School of Big Data and Information Industry, Chongqing City Management College, Chongqing 401331, China.
Information Center, Chongqing Medical University, Chongqing 400016, China.
Comput Methods Programs Biomed. 2024 Aug;253:108255. doi: 10.1016/j.cmpb.2024.108255. Epub 2024 May 28.
Stroke has become a major disease threatening the health of people around the world. It has the characteristics of high incidence, high fatality, and a high recurrence rate. At this stage, problems such as poor recognition accuracy of stroke screening based on electronic medical records and insufficient recognition of stroke risk levels exist. These problems occur because of the systematic errors of medical equipment and the characteristics of the collectors during the process of electronic medical record collection. Errors can also occur due to misreporting or underreporting by the collection personnel and the strong subjectivity of the evaluation indicators.

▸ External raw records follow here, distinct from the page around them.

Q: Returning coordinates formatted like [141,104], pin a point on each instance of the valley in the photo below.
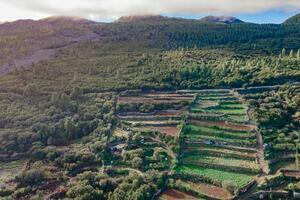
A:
[149,107]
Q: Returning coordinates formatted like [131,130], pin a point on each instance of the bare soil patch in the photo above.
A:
[212,191]
[172,194]
[157,99]
[223,124]
[168,130]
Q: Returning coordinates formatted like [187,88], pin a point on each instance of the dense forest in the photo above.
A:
[61,133]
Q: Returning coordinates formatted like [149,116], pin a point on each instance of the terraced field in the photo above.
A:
[218,145]
[160,111]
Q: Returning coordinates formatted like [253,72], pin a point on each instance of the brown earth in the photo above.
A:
[175,194]
[211,191]
[168,130]
[144,99]
[223,124]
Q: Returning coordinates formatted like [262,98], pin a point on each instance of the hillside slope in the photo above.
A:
[26,41]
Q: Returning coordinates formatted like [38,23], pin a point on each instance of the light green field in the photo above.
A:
[238,179]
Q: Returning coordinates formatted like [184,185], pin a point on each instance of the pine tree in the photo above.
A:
[283,52]
[292,53]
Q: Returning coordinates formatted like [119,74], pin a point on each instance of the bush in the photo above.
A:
[30,178]
[30,90]
[229,186]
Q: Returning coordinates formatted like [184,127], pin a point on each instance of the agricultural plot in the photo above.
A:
[218,145]
[161,111]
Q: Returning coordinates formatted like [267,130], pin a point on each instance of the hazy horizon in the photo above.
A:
[257,11]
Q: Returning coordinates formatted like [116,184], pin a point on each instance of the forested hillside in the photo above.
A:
[108,112]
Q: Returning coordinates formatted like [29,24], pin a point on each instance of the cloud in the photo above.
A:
[109,9]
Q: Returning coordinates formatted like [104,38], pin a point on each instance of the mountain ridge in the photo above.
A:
[221,19]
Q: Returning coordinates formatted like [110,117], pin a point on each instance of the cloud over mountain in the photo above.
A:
[99,9]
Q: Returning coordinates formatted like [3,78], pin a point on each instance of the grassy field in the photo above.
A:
[238,179]
[224,151]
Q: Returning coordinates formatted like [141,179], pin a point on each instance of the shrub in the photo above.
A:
[229,186]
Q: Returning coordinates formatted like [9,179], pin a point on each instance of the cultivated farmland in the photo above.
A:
[218,147]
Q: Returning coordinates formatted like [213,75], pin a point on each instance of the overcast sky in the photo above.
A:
[260,11]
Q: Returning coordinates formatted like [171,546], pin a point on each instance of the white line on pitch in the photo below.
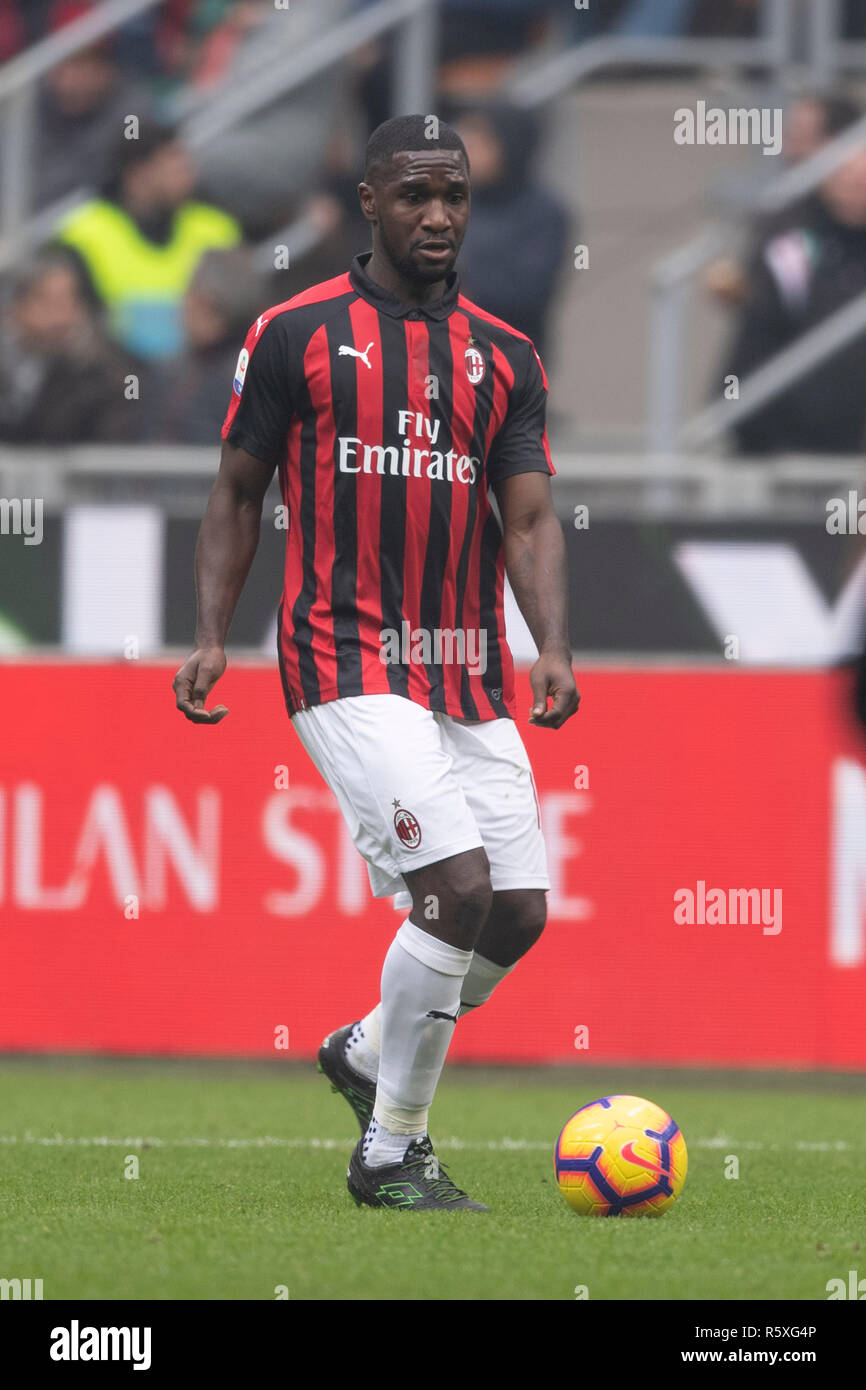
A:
[499,1146]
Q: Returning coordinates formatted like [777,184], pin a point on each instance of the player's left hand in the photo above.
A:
[553,679]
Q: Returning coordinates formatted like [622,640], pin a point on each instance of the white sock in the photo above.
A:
[421,976]
[481,979]
[363,1044]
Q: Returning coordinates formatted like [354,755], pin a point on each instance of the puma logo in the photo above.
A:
[353,352]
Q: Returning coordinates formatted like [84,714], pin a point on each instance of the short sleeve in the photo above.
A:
[521,441]
[260,409]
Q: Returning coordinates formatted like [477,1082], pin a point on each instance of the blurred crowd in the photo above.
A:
[124,320]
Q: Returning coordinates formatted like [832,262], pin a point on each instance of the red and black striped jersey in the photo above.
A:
[388,423]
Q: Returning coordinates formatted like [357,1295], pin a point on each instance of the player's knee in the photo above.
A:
[459,895]
[528,913]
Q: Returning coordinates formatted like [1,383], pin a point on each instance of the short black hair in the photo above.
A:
[409,132]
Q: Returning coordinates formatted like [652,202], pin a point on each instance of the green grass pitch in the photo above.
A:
[241,1187]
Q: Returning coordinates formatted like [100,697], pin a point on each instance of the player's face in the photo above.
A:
[420,209]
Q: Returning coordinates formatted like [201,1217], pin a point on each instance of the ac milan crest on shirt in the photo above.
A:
[391,485]
[406,826]
[474,363]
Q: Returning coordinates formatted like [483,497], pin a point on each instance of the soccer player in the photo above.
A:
[391,405]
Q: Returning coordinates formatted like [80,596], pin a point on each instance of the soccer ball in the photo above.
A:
[620,1157]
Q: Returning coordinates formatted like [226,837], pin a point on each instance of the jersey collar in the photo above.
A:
[380,298]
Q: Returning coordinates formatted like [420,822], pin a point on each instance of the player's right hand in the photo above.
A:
[195,681]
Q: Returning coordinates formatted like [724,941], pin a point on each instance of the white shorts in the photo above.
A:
[416,786]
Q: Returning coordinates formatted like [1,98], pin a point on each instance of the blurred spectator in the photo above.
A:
[223,300]
[82,103]
[809,123]
[61,380]
[145,238]
[799,277]
[517,232]
[263,168]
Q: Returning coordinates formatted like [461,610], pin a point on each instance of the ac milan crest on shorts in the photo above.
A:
[416,786]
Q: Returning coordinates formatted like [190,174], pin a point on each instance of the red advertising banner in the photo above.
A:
[174,888]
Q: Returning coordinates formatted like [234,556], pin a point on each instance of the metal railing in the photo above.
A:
[202,118]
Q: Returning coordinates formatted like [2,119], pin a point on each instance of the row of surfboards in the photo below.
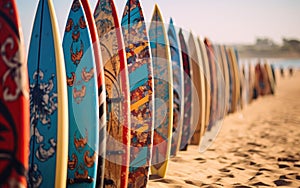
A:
[110,102]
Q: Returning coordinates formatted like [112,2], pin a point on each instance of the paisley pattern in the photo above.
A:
[43,101]
[82,95]
[117,93]
[141,92]
[163,93]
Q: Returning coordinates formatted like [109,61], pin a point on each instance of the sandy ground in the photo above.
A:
[256,147]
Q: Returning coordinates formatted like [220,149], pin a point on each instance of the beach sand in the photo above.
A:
[258,146]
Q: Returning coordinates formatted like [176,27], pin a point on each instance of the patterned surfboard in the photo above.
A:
[141,93]
[117,89]
[163,94]
[199,92]
[14,99]
[178,93]
[187,111]
[206,79]
[101,92]
[82,95]
[48,102]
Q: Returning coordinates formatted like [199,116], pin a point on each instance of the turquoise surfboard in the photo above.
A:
[140,72]
[163,94]
[178,92]
[48,102]
[83,100]
[117,93]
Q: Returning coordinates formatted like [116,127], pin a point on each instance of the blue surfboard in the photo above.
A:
[48,102]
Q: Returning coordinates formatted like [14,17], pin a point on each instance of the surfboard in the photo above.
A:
[226,76]
[117,92]
[140,72]
[48,102]
[221,95]
[101,92]
[178,93]
[198,92]
[213,77]
[235,79]
[188,106]
[206,80]
[163,94]
[14,99]
[82,95]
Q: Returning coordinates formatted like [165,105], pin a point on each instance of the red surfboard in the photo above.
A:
[14,99]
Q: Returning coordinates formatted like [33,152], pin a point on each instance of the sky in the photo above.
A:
[223,21]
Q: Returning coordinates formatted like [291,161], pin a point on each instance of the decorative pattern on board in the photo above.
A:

This paper proposes an isolation forest-voting fusion-multioutput algorithm model. First, the screening data are collected for numerical processing and normalization. The composite feature score index of this paper is used to analyze the importance of risk factors, and then, the isolation forest is used. The algorithm detects abnormal samples, uses the voting fusion algorithm proposed in this article to perform decision fusion prediction classification, and outputs multidimensional (risk factor importance score, abnormal sample label, risk level classification, and stroke prediction) results that can be used as auxiliary decision information by doctors and medical staff.
The isolation forest-voting fusion-multioutput algorithm proposed in this article has five categories (zero risk, low risk, high risk, ischemic stroke (TIA), and hemorrhagic stroke (HE)). The average accuracy rate of stroke prediction reached 79.59 %.

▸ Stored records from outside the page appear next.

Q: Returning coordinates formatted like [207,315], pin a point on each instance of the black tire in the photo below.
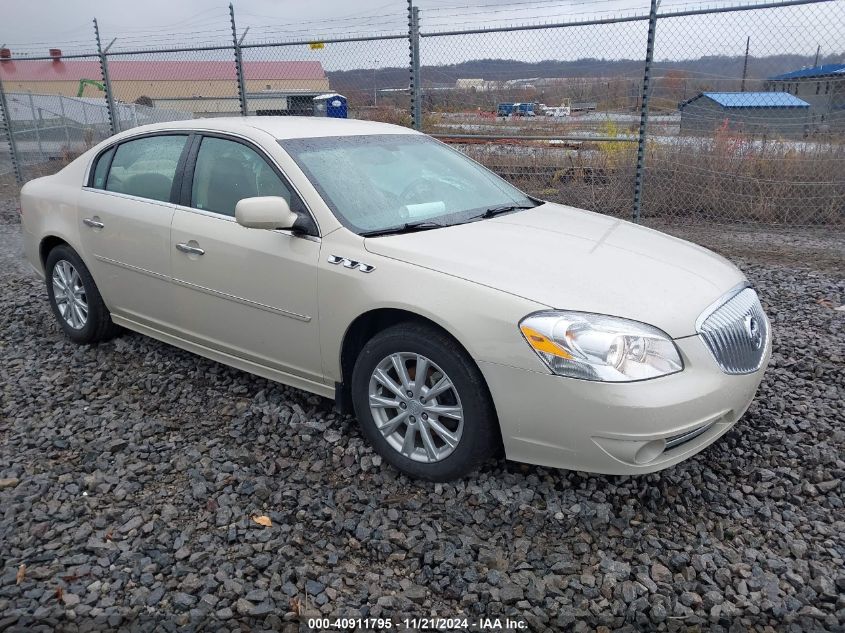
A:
[98,326]
[480,439]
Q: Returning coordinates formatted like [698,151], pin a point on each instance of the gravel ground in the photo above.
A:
[130,472]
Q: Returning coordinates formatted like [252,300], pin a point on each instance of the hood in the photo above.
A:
[570,259]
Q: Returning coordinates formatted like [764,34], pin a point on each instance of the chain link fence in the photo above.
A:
[683,114]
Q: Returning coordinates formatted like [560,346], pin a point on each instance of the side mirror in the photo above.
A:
[265,212]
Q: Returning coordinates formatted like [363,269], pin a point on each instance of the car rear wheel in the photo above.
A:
[74,298]
[422,403]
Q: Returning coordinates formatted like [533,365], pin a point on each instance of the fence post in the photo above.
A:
[641,140]
[10,136]
[114,123]
[35,120]
[415,88]
[239,64]
[64,121]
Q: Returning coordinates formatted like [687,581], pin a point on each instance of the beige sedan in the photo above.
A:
[368,263]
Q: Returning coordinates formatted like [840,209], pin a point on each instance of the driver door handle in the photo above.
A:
[187,248]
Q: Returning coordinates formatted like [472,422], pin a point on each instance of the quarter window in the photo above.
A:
[101,169]
[146,166]
[228,171]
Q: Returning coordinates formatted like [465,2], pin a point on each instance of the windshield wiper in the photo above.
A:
[408,227]
[505,208]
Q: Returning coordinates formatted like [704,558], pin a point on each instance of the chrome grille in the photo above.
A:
[736,332]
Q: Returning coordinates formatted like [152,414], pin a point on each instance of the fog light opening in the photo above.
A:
[650,451]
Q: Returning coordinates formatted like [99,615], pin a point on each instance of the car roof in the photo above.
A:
[281,127]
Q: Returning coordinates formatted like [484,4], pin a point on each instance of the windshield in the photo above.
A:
[377,182]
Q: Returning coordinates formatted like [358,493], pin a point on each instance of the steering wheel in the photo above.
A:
[418,190]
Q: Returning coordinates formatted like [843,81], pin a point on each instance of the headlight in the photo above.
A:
[599,347]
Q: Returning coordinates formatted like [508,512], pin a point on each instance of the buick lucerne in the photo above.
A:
[456,316]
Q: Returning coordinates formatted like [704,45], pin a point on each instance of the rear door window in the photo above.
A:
[227,171]
[146,167]
[101,170]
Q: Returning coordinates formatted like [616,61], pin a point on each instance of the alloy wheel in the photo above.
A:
[69,294]
[416,407]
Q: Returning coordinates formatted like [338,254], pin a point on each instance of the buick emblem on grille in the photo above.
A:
[752,328]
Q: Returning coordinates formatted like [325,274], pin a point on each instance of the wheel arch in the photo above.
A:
[364,327]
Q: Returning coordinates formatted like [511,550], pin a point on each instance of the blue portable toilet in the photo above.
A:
[331,105]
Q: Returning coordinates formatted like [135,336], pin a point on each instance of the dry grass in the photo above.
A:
[724,179]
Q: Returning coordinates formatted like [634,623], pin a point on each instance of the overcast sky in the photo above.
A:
[32,26]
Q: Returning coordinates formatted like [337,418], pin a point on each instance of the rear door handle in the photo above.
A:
[187,248]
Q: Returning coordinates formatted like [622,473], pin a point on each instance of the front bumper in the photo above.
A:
[619,428]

The isolation forest-voting fusion-multioutput algorithm model proposed in this paper can not only accurately identify the various categories of stroke risk levels and stroke prediction but can also output multidimensional auxiliary decision-making information to help medical staff make decisions, thereby greatly improving the screening efficiency.
脑卒中已成为危害全球人民健康的主要疾病之一,具有发病率高、病死率高、复发率高的特点。现阶段,基于电子病历的脑卒中筛查识别准确率不高、脑卒中风险等级识别不足等问题仍然存在,这是由于医疗设备的系统误差以及电子病历采集过程中采集人员的特点造成的,也可能由于采集人员的误报或漏报以及评价指标的强主观性而产生误差。

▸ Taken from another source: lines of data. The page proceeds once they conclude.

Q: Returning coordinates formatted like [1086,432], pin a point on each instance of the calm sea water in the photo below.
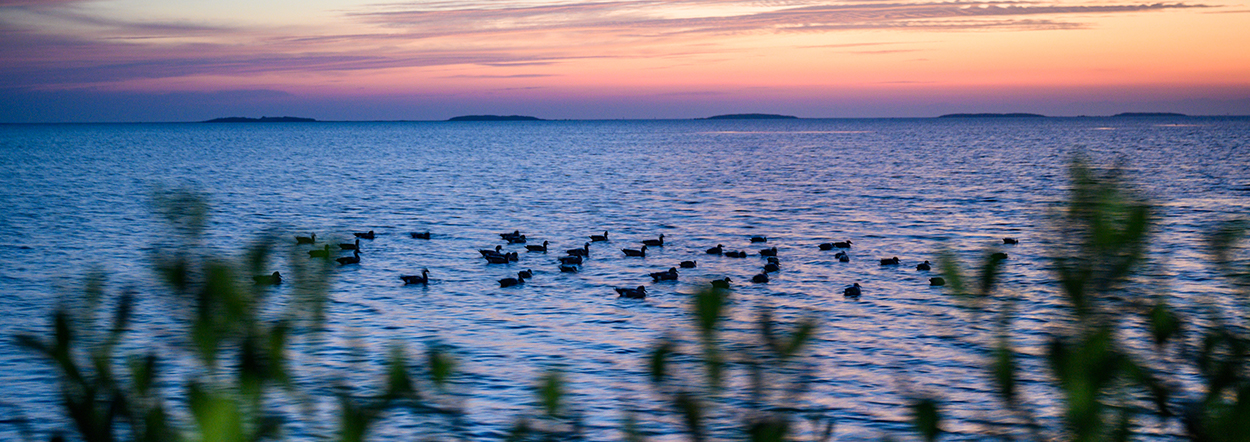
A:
[78,197]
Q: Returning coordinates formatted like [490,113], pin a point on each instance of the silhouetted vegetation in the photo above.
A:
[1119,352]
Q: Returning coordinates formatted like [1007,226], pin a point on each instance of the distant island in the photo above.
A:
[495,117]
[264,119]
[753,116]
[1014,115]
[1149,114]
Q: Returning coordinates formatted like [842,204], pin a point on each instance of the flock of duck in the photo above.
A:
[575,257]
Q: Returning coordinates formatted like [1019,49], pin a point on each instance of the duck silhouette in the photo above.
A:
[424,279]
[268,280]
[640,252]
[634,294]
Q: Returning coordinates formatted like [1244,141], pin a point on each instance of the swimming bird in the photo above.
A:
[353,259]
[583,251]
[424,279]
[511,281]
[635,252]
[491,252]
[268,280]
[321,252]
[633,294]
[669,275]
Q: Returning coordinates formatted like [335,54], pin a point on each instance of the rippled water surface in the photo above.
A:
[78,197]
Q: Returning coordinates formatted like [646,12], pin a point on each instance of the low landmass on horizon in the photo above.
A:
[495,117]
[753,116]
[264,119]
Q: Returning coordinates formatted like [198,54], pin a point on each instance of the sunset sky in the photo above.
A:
[146,60]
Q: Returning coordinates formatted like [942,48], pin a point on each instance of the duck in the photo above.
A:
[320,252]
[424,279]
[669,275]
[633,294]
[353,259]
[583,251]
[268,280]
[511,281]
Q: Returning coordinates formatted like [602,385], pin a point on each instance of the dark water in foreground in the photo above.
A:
[76,196]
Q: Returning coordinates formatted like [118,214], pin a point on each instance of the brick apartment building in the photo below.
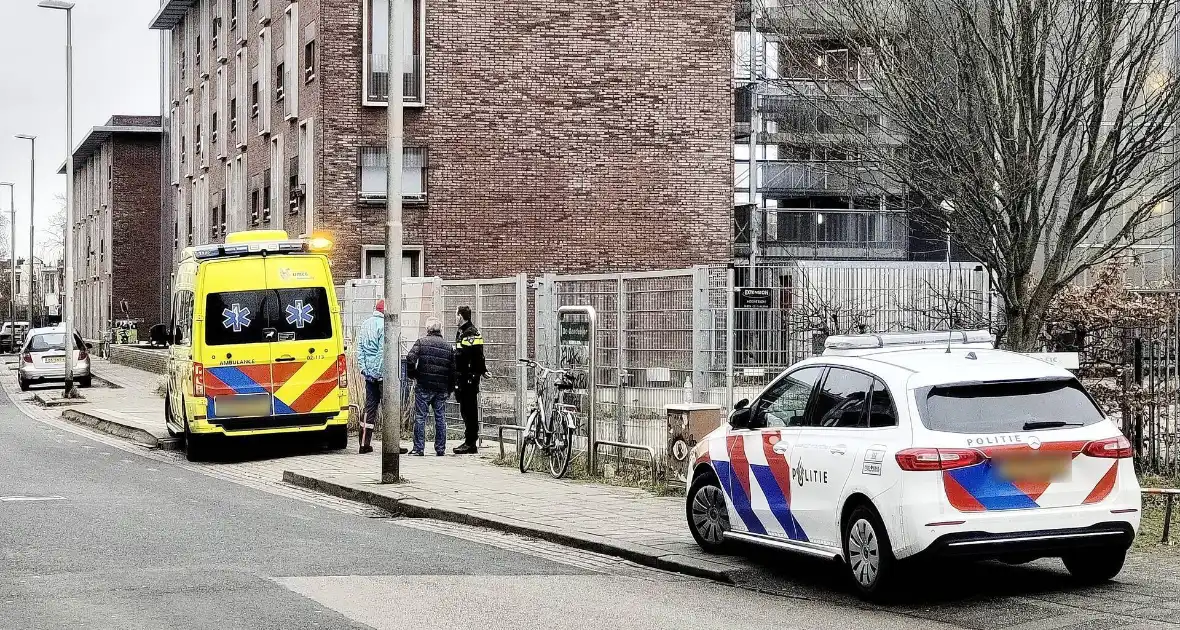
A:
[116,229]
[541,135]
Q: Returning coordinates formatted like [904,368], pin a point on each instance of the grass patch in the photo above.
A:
[1151,529]
[628,474]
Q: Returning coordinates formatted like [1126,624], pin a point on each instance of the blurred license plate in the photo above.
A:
[1036,468]
[243,405]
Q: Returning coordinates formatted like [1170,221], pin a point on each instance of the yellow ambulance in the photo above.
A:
[255,342]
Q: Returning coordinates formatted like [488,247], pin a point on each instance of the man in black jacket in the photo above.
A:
[431,362]
[470,368]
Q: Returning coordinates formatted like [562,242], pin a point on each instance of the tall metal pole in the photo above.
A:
[755,216]
[67,316]
[391,393]
[12,248]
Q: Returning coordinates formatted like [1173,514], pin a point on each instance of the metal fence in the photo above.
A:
[706,334]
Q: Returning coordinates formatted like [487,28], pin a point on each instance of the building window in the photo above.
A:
[374,165]
[377,51]
[296,191]
[266,196]
[309,61]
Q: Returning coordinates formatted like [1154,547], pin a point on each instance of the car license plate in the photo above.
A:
[242,405]
[1036,468]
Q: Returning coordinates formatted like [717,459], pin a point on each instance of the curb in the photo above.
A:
[412,507]
[112,426]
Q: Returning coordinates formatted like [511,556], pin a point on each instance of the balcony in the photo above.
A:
[379,80]
[808,233]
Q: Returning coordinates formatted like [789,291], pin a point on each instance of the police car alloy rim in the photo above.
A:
[709,514]
[864,555]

本文提出了一种孤立森林投票融合多输出算法模型。首先,对筛查数据进行数值处理和归一化,使用本文提出的综合特征评分指标分析风险因素的重要性,然后使用孤立森林算法检测异常样本,使用本文提出的投票融合算法进行决策融合预测分类,并输出多维(风险因素重要性评分、异常样本标签、风险等级分类和脑卒中预测)结果,可作为医生和医务人员的辅助决策信息。
本文提出的孤立森林投票融合多输出算法具有五类(零风险、低风险、高风险、缺血性脑卒中(TIA)和出血性脑卒中(HE)),脑卒中预测的平均准确率达到 79.59%。
本文提出的孤立森林投票融合多输出算法模型不仅可以准确识别脑卒中风险等级和脑卒中预测的各类别,还可以输出多维辅助决策信息,帮助医务人员做出决策,从而大大提高筛查效率。